In what sense? Take for example the practice of “sunset” rules.  These were known to the legislators of ancient Rome and preferred by the great political strategists, the parasites of democratic systems: establish a law or a rule, such as tax cuts for investors with specific expiration date, which makes it appear temporary. Usually that date falls in an election year, which means that no one will propose a tax increase and the law will likely be extended again. However now it has the advantage of being consolidated within the political discourse and the social narrative.

The problem of what is superfluous and what is not becomes multiplied when we pass from individual to public life; from a time measured in days or weeks to a social time measured in years; or to an historical time measured in decades. 
The men and women who access governments all around the world always use the dreams and hopes of their voters, then justify their unpopular government decisions not as dreamers but indeed the opposite: they repeat, they have real responsibilities (but with whom?); they are pragmatic people and those who disagree are dreamers; delusional, irresponsible street protesters that have nothing productive to do.

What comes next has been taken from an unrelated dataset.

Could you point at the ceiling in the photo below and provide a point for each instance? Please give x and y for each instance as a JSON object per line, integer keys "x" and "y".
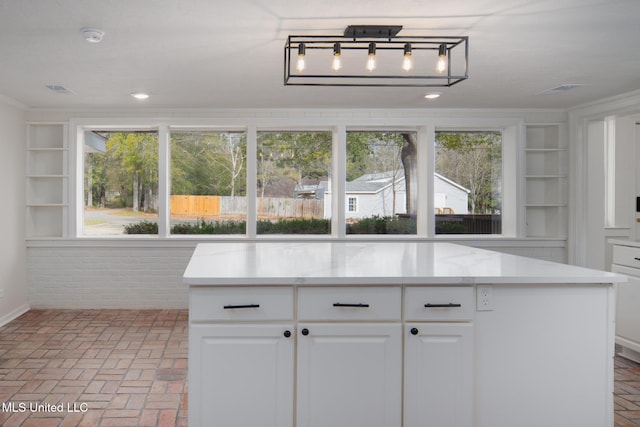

Therefore, the weapons of these pragmatic people is to point at the weakest flank of any government: first culture, then education. Actually, there are countless more useless items than culture and education, such as large sections of the administration itself. Nevertheless, we obviously need a strong administration when we do not have enough education or we have a precarious and primitive culture. This is true both in the so-called developed world and in the never-named underworld as well. 
It is natural that in times of economic crisis, culture is the first victim of these snipers, since it usually is even in good times: for example, to strip or strangle public programs such as state television channels, radio, symphony orchestras, stimulus to the various arts, to thought, to the humanities in general, and science in particular.

Why? It is argued and easily accepted that it is not fair, for example, that a private TV program on the sexual weaknesses of some entertainment producer or the entire industry of popular entertainment  must cope on its own, while other programs that have a small audience, like a series about the First World War or about Hemingway novels, unfairly receive government support. That is money from the rest of the population that does not look or is interested these cultural programs . It’s not fair, they argue, that a government could favor Don Quixote to Harry Potter, Leonard Cohen to Lady Gaga, or Tennessee Williams to Big Brother, and so on and so forth.

That is what is eloquently called free competition, which is nothing more than the tyranny of the market forces on the rest of human life. In fact, the central argument, explicit or sweetened, is that culture must also submit to the same rules to which we all are subjected, we all who that are dedicated to “more productive” activities (as if the productivity activities in consumer societies were not, in fact, a tiny minority.) If we do a study to identify those items actually “productive” or essential to human life, we probably will not reach ten percent of all the economic activity revolving around us.

Now, I understand that leaving culture in the hands of the market forces would be like leaving agriculture in the hands of the laws of meteorology and microbiology. Nobody can say that excessive rains, drought, locust invasions, worms, pests, and parasites are less natural phenomena than the always elusive and suspicious “invisible hand” of the market. If we were to abandon agriculture to its own fate, we would perish of hunger. Just like this, we need to understand that if we abandon culture to the hands of the market forces, we would perish from barbarism.